Homage to Ukraine, the breeze that blows between the graves
Our 31st Festival opens with a homage to the people and artists of Ukraine in their great act of resistance to tyranny. Both Anna Fedorova and Diana Tischenko (pictured) are Ukrainian, while Valentin Silvestrov is their greatest living composer. Silvestrov’s Five Pieces is set in his familiar haunted dream world, a gentle opening work for the first of our fifty concerts. Although we see Prokofiev as a Russian composer, he was born in Ukraine and spent most of his childhood there. His F minor Sonata was composed during and after the Second World War, which explains the funereal aspect of the opening Andante and the raging fury of the Allegro brusco. This incandescent Scherzo matches similar outcries from Shostakovich in those terrible years. The Andante Third Movement lifts the mood with its gentle arabesques. The Finale is an intoxicatingly wild ride, until near the very end when the composer re-visits the wind that blows between the graves and a sad and lonesome postscript.
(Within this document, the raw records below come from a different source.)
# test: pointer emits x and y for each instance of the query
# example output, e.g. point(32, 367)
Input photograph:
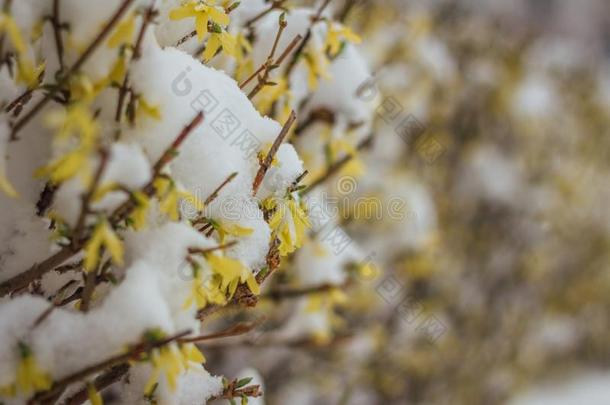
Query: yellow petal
point(182, 12)
point(218, 16)
point(113, 244)
point(94, 396)
point(211, 47)
point(201, 25)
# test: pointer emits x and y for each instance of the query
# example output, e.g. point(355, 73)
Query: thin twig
point(22, 280)
point(144, 347)
point(97, 41)
point(86, 199)
point(206, 251)
point(266, 164)
point(235, 330)
point(305, 41)
point(100, 383)
point(337, 166)
point(274, 6)
point(57, 27)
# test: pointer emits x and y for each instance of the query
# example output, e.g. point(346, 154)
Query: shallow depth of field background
point(493, 127)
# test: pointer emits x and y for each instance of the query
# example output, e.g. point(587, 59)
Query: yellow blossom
point(150, 110)
point(270, 94)
point(77, 120)
point(317, 66)
point(27, 72)
point(203, 12)
point(204, 290)
point(169, 361)
point(103, 235)
point(231, 229)
point(67, 166)
point(139, 214)
point(242, 47)
point(354, 167)
point(191, 353)
point(232, 272)
point(217, 39)
point(289, 222)
point(7, 187)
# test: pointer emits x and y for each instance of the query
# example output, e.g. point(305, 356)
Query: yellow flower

Beethoven’s five late quartets are one of the ikons all string quartets worship, even Quartets dedicated to contemporary music find it hard to stay away. Despite being written 200 years ago, they speak to us even more clearly than to his own contemporaries. The E flat quartet opens the series and is comparatively straightforward compared to most of the others. The Colburn-educated Calidore Quartet – a name purloined from a Keats poem – will perform it for us. Like Schubert at much the same time, Beethoven explores the overwhelming power of a string quartet in full flight. The strange thing is that despite the intellectual and emotional ferocity of much of this opening movement, there is another part that just dances, dances for joy. It is paired one of his most ecstatic Adagios, seemingly a simple set of variations on a rapt and expressive melody, but what is heart-stopping is the way Beethoven uses changes in rhythm and tempo to dislocate our sense of time so that by the third variation we find ourselves in that strange new world, where time no longer exists. Welcome then to the miracle of our wondrous festival of music.